I’ve been trying to outrun loneliness for as long as I can remember.
One summer afternoon when I was seven or eight, I called my parents crying. My grandparents had been busy with their middle-age lives. I’d fed their horse apples and fished in a nearby pond until I couldn’t take it anymore. The loneliness vanished as my dad and little sister pulled into the driveway.
In middle school, I’d play video games with my best friend Matt. We’d stay up as late as we could. Because sleep meant disconnection — and loneliness.
Then I found songs. Lonely, nighttime songs. The Early November’s “Sunday Drive.” Ryan Adams’s “September.” Dylan’s “You’re a Big Girl Now.” I’d drive Southern Maryland backroads writing my own in my head.
If my band had a show coming up, I was okay. There was something to look forward too. To strive for. Something that all the work and practice and boredom in between was serving.
Along the way I hurt people. I expected them to make me feel less lonely. When they inevitably didn’t, I was pushy and needy and sometimes angry.
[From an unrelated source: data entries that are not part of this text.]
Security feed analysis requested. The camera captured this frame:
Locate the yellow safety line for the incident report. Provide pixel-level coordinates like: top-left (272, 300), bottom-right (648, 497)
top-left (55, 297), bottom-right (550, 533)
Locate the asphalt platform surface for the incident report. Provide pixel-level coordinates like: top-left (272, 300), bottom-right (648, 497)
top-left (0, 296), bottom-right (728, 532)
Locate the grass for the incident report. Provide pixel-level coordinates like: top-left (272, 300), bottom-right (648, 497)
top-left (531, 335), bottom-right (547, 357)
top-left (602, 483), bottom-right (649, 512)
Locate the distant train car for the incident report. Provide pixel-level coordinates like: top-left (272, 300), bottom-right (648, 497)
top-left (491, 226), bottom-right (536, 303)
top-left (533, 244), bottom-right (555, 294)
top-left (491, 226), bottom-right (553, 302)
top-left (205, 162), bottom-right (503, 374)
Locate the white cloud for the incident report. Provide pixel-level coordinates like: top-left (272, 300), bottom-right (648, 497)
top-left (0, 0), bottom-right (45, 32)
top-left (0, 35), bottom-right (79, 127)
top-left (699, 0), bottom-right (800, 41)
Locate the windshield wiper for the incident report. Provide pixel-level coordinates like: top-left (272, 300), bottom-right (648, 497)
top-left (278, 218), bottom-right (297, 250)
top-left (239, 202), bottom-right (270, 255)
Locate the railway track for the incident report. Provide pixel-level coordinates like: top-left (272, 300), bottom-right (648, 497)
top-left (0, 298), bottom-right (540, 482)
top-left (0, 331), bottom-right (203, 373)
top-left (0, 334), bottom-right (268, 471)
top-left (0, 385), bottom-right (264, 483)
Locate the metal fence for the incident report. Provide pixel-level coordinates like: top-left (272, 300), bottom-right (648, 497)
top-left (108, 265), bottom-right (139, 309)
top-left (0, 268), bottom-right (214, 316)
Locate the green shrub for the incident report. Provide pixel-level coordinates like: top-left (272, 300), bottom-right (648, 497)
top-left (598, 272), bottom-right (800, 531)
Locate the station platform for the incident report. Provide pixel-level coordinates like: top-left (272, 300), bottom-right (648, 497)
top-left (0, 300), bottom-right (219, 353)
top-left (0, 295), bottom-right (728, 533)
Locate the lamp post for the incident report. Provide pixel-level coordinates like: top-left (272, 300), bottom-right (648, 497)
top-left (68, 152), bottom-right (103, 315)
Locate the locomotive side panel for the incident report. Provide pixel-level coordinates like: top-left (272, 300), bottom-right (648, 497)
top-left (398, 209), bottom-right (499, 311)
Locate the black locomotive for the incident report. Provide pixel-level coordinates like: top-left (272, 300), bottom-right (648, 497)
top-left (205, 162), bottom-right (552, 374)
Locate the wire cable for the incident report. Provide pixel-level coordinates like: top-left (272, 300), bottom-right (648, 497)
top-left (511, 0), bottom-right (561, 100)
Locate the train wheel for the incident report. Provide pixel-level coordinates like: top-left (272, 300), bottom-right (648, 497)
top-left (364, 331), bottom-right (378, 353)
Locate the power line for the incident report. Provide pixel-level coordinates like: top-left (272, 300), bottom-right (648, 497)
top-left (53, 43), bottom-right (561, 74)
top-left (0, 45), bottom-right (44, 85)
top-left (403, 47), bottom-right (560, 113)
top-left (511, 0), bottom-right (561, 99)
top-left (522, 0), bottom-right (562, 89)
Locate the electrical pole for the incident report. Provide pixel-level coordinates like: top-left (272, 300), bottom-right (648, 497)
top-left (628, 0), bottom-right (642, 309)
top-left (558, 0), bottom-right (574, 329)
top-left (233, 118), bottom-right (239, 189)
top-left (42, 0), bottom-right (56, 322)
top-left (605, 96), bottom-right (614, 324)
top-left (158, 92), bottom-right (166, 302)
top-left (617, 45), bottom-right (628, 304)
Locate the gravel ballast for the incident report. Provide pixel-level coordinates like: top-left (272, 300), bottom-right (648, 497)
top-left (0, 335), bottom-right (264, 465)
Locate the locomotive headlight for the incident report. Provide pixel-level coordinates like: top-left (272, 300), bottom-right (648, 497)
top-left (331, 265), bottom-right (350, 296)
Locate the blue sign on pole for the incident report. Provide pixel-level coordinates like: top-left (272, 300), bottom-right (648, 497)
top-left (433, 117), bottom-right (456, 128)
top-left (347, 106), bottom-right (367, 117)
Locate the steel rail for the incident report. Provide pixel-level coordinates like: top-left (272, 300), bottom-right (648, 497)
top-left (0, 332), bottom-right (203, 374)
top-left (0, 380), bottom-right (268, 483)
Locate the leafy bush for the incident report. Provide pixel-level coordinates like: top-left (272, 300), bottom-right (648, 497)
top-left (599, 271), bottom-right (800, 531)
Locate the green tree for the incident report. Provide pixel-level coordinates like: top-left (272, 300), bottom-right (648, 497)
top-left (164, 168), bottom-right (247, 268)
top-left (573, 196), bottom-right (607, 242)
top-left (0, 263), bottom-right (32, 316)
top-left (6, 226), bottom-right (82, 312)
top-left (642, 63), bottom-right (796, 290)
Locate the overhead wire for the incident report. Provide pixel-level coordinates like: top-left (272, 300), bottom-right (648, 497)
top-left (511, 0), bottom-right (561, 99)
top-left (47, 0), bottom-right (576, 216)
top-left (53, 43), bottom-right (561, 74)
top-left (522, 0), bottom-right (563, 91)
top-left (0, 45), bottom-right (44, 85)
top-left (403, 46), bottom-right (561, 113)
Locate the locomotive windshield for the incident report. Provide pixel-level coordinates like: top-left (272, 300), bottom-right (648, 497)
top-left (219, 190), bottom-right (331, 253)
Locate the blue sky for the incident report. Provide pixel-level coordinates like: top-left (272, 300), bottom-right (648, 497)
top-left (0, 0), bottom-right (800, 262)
Now, it’s Friday nights. No plans and I’m a wreck. I text friends for some sort of connection. I scroll social media, assuming the relative quiet means everyone else is up to something special. I mostly just feel like shit. I pour some tequila or smoke a joint.
Plain-old plans aren’t even enough. My perfect Friday night is a dinner party with close friends, fix or six tops. Good food. Meaningful conversation. Deep connection. I need to be seen and heard. And I need to see and hear. (The pandemic has made this almost impossible, of course.)
Saturday morning comes and I’m back to my routines. Operating under the assumption that some future moment will finally be “it.” Saturday morning isn’t “it.” Monday mornings or Thursday evenings aren’t either. They’re preparation for whenever “it” happens; whatever “it” is.
By Friday night, I’m exhausted. Suddenly, this is it. This, right here, right now, is my life. So it has to be deep and meaningful. If it’s not, then I’ll be lonely forever. My mind sneers: you’re going to be 75 years old and still alone, watching football in a house somewhere in a gray, nameless suburb.
But I’m starting to glimpse another way. Another way of relating to that scared, lonely kid still inside of me. Because he is part of me. And never going away.
As the poet Nayyirah Waheed writes:
there is you and you.
this is a relationship.
this is the most important relationship.
What helps is imagining that kid beside me. Wrapping my arm around him and listening to what he has to say.
“For our physiology to calm down, heal, and grow we need a visceral feeling of safety,” writes psychiatrist Bessel van der Kolk. “Being truly heard and seen by the people around us, feeling that we are held in someone else’s mind and heart.”
That’s why deep, meaningful connection is so soothing to me on a Friday night. It’s a pacifier for that scared, lonely kid.
I’m learning how to give that to myself. To self-soothe. Imagining my arm around that kid calms me down. Picking up the guitar softens my shoulders. Taking a hot shower makes me feel held by something larger than myself.
And thank God for my meditation practice. It’s helped me get to know my inner world. All my different parts. The loneliness. The striving to be perfect. The self-righteous anger. The people pleasing.
Mindfulness takes a little bit of the charge out of the thoughts. Creates some distance between them and me. Makes them less believable.
Like getting up from the front row of a movie theater and walking to the back. You realize the thoughts are just images on a screen. As Nepalese Tibetan Buddhist teacher Tsoknyi Rinpoche says, they’re “real but not true.”
My worries about being lonely forever are real — they’re appearing in my mind. But they aren’t necessarily true.
Which allows me to choose how to relate to my loneliness. Rather than following those same old patterns that haven’t served me since I was a little, lonely, scared kid.